Substrate Effect on the Thermal Expansion of 2D Materials: An Investigation by Machine Learning Interatomic Potentials

Abstract

The thermal expansion coefficient (TEC) of suspended two-dimensional (2D) nanomaterials is usually negative due to their ability for large out-of-plane deflection as the temperature increases. The presence of a substrate can nonetheless restrict the flexibility of 2D materials and significantly change their dimensional change by temperature. In this short communication, the thermal expansion coefficients of suspended and supported four popular 2D structures of graphene, phagraphene, C3N and BC3 monolayers is systematically investigated. For this purpose, we conduct molecular dynamics simulation, in which the atomic interactions are defined by highly accurate machine learning interatomic potentials.
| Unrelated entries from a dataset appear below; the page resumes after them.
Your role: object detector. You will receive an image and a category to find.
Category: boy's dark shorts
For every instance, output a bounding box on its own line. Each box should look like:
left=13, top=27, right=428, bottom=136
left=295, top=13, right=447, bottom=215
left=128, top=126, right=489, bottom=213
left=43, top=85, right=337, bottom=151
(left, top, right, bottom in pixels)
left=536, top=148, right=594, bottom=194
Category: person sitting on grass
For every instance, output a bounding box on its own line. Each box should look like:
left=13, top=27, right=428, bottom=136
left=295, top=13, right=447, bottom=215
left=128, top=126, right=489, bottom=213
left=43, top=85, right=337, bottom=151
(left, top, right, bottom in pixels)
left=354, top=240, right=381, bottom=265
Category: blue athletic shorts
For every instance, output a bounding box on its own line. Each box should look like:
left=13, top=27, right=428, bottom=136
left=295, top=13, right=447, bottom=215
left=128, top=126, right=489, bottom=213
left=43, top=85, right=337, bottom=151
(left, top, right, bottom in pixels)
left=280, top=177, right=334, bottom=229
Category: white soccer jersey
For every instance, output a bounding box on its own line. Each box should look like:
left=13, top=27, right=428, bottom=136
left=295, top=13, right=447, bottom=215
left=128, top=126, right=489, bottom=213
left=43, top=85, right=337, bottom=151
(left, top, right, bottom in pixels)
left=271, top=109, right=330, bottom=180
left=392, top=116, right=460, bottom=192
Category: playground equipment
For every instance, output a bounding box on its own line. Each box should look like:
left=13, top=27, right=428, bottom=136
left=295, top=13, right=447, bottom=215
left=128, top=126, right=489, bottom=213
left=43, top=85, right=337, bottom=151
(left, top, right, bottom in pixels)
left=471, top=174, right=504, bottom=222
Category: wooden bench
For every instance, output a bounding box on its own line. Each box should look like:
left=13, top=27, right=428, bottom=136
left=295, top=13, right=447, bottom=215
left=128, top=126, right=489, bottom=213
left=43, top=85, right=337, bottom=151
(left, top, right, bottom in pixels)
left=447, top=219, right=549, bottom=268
The obtained results show that by increasing the strength of the van der Waals interactions between the monolayer and the substrate, from 2 meV to 8 meV, the TEC for graphene and phagraphene increases from a negative value to a positive one; while the negative value for the C3N and BC3 structures is still retained. Analysis of molecular dynamics trajectories reveals that the substrate can significantly reduce the formation of out-of-plane wrinkles and consequently affect the value of TEC. The obtained results provide useful vision on the role of substrate on the complex thermal expansion responses of 2D materials.